Multithreaded Programming

As you'll recall from Chapter 10, a process is a running program that owns its own memory, file handles, and other system resources. An individual process can contain separate execution paths, called threads. Don't look for separate code for separate threads, however, because a single function can be called from many threads. For the most part, all of a process's code and data space is available to all of the threads in the process. Two threads, for example, can access the same global variables. Threads are managed by the operating system, and each thread has its own stack.

Windows offers two kinds of threads, worker threads and user interface threads. The Microsoft Foundation Class (MFC) Library supports both. A user interface thread has windows, and therefore it has its own message loop. A worker thread doesn't have windows, so it doesn't need to process messages. Worker threads are easier to program and are generally more useful. The remaining examples in this chapter illustrate worker threads. At the end of the chapter, however, an application for a user interface thread is described.

Don't forget that even a single-threaded application has one thread—the main thread. In the MFC hierarchy, CWinApp is derived from CWinThread. Back in Chapter 2, I told you that InitInstance and m_pMainWnd are members of CWinApp. Well, I lied. The members are declared in CWinThread, but of course they're inherited by CWinApp. The important thing to remember here is that an application is a thread.

Writing the Worker Thread Function and Starting the Thread

If you haven't guessed already, using a worker thread for a long computation is more efficient than using a message handler that contains a PeekMessage call. Before you start a worker thread, however, you must write a global function for your thread's main program. This global function should return a UINT, and it should take a single 32-bit value (declared LPVOID) as a parameter. You can use the parameter to pass anything at all to your thread when you start it. The thread does its computation, and when the global function returns, the thread terminates.
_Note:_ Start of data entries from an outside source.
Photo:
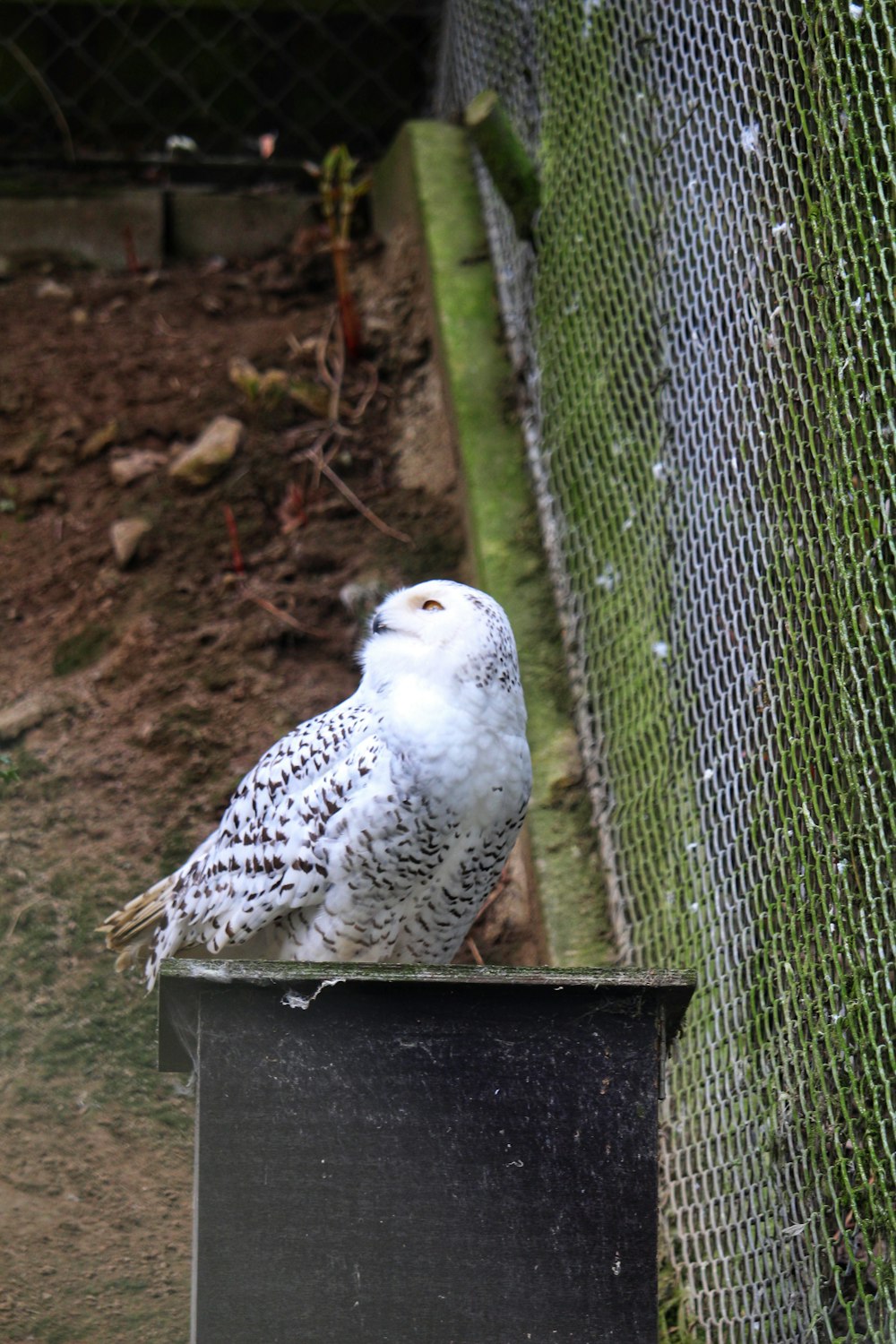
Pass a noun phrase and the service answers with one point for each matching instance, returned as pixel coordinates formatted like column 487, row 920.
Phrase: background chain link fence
column 110, row 81
column 707, row 335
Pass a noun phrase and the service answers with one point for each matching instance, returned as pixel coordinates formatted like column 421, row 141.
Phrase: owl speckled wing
column 242, row 857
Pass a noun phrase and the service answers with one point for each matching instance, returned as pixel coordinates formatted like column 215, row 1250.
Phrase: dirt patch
column 134, row 694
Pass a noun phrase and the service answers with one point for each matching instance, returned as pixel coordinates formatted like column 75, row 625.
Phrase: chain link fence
column 112, row 81
column 707, row 335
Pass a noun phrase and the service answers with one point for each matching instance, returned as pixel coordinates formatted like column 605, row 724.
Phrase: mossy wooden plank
column 427, row 182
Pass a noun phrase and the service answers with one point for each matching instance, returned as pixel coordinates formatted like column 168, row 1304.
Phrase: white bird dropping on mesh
column 375, row 831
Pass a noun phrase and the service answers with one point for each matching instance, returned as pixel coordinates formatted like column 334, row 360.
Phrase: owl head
column 445, row 632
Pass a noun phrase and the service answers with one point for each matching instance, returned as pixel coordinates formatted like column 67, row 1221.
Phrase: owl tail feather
column 131, row 929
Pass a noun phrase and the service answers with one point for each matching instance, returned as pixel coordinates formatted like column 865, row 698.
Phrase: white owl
column 375, row 831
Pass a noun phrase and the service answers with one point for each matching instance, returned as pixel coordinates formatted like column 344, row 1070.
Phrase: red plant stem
column 349, row 319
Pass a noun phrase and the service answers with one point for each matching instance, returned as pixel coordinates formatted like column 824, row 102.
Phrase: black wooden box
column 398, row 1155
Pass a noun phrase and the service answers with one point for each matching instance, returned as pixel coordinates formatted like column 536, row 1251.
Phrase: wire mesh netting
column 113, row 80
column 707, row 332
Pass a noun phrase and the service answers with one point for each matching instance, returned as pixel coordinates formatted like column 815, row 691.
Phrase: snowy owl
column 375, row 831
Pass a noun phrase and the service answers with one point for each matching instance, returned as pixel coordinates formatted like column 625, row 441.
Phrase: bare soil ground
column 142, row 693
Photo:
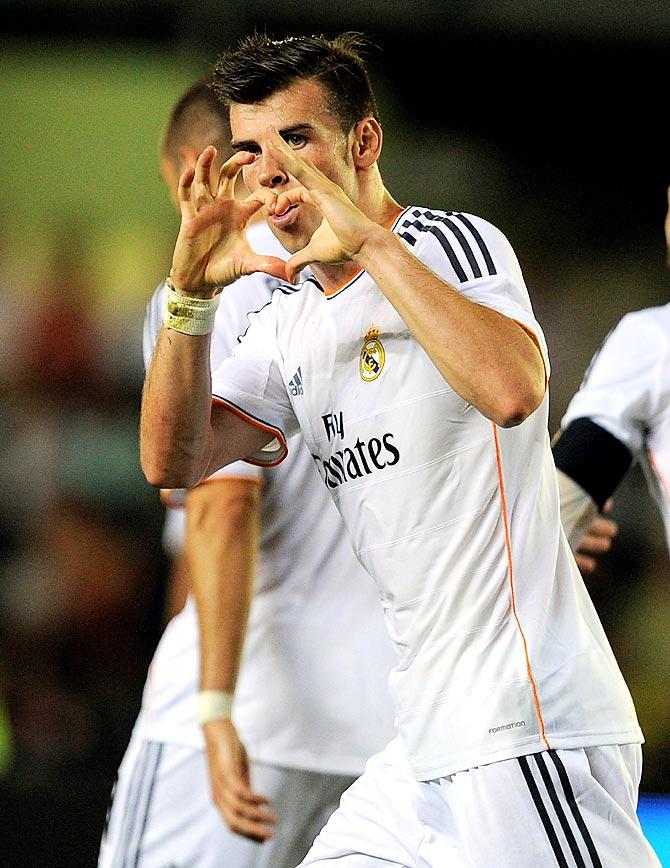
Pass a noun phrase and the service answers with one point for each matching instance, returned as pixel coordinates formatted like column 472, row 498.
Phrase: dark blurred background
column 547, row 119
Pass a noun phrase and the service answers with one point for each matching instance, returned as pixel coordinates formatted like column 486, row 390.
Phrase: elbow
column 160, row 474
column 519, row 405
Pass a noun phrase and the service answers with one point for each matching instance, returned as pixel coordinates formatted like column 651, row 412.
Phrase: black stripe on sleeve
column 542, row 811
column 570, row 796
column 480, row 242
column 448, row 249
column 558, row 808
column 474, row 265
column 592, row 457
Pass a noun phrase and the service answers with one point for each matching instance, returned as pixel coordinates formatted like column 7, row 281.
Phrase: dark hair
column 261, row 66
column 198, row 119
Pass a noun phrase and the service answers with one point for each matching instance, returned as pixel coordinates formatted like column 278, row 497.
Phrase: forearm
column 221, row 547
column 175, row 427
column 489, row 359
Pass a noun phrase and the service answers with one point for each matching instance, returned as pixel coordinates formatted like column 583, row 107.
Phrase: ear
column 367, row 145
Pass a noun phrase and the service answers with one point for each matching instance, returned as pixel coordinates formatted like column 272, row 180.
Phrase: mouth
column 286, row 219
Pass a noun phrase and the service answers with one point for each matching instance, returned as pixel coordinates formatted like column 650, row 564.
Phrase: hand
column 596, row 541
column 243, row 809
column 212, row 248
column 344, row 228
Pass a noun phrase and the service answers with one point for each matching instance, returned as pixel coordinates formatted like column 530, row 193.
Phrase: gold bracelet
column 188, row 315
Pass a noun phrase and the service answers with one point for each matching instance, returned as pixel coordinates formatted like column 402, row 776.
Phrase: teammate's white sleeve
column 153, row 320
column 477, row 258
column 623, row 389
column 250, row 383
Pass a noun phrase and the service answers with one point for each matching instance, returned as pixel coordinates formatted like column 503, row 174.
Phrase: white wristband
column 190, row 316
column 214, row 705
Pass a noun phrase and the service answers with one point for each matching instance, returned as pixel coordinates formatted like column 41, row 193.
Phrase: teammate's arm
column 590, row 462
column 222, row 536
column 488, row 358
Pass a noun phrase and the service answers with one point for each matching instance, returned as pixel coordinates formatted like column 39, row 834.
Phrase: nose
column 270, row 173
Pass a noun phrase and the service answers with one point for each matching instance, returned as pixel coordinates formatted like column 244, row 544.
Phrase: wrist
column 188, row 314
column 377, row 242
column 180, row 284
column 214, row 705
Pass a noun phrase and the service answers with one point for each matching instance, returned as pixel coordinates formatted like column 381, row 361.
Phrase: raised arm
column 492, row 361
column 222, row 537
column 182, row 437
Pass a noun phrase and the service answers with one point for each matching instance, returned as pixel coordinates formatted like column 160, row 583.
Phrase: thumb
column 295, row 264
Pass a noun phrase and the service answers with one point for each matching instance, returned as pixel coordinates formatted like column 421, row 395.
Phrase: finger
column 603, row 527
column 231, row 169
column 254, row 829
column 295, row 264
column 264, row 196
column 184, row 193
column 586, row 565
column 201, row 192
column 292, row 197
column 294, row 164
column 271, row 265
column 595, row 545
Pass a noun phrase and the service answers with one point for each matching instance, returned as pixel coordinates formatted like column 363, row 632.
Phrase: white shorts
column 161, row 814
column 566, row 808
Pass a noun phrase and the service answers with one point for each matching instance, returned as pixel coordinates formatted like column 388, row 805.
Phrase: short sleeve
column 621, row 389
column 476, row 258
column 250, row 383
column 153, row 320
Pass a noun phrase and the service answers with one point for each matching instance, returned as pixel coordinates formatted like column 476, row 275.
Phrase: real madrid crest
column 372, row 357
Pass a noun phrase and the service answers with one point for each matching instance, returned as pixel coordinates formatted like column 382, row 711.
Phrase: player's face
column 300, row 114
column 170, row 175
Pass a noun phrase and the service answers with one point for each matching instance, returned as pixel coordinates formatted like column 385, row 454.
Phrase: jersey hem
column 523, row 748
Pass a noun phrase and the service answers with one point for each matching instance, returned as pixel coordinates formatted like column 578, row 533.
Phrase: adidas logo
column 295, row 384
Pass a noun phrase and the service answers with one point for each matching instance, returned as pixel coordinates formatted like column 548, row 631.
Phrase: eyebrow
column 283, row 132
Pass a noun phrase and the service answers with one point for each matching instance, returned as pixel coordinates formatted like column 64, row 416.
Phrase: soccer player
column 620, row 414
column 311, row 702
column 423, row 401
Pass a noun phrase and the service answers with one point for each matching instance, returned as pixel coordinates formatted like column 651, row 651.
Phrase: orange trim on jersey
column 256, row 424
column 508, row 545
column 659, row 475
column 388, row 225
column 236, row 477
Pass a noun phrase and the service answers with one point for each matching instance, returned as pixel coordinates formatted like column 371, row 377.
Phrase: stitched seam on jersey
column 369, row 482
column 396, row 606
column 421, row 533
column 508, row 545
column 322, row 438
column 446, row 697
column 257, row 423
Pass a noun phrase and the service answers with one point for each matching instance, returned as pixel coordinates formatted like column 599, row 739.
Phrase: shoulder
column 474, row 247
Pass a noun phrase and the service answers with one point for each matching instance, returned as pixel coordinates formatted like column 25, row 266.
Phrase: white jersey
column 501, row 651
column 626, row 391
column 312, row 689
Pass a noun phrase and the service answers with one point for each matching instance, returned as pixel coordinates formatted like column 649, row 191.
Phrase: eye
column 295, row 140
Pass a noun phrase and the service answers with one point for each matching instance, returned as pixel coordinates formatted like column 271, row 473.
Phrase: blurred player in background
column 423, row 400
column 311, row 701
column 620, row 415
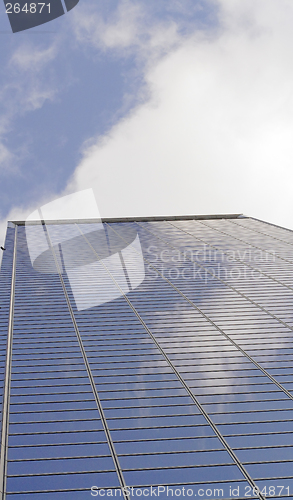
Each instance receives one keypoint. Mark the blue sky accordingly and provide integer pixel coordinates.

The thread would also be terminated if the process terminated, but it's preferable to ensure that the worker thread terminates first, which will guarantee that you'll have no memory leaks.

To start the thread (with function name ComputeThreadProc), your program makes the following call:

CWinThread* pThread =
    AfxBeginThread(ComputeThreadProc, GetSafeHwnd(),
                   THREAD_PRIORITY_NORMAL);

The compute thread code looks like this:

UINT ComputeThreadProc(LPVOID pParam)
{
    // Do thread processing
    return 0;
}

The AfxBeginThread function returns immediately; the return value is a pointer to the newly created thread object. You can use that pointer to suspend and resume the thread (CWinThread::SuspendThread and ResumeThread), but the thread object has no member function to terminate the thread. The second parameter is the 32-bit value that gets passed to the global function, and the third parameter is the thread's priority code. Once the worker thread starts, both threads run independently. Windows divides the time between the two threads (and among the threads that belong to other processes) according to their priority. If the main thread is waiting for a message, the compute thread can still run.

How the Main Thread Talks to a Worker Thread

The main thread (your application program) can communicate with the subsidiary worker thread in many different ways. One option that will not work, however, is a Windows message; the worker thread doesn't have a message loop. The simplest means of communication is a global variable because all the threads in the process have access to all the globals. Suppose the worker thread increments and tests a global integer as it computes and then exits when the value reaches 100. The main thread could force the worker thread to terminate by setting the global variable to 100 or higher.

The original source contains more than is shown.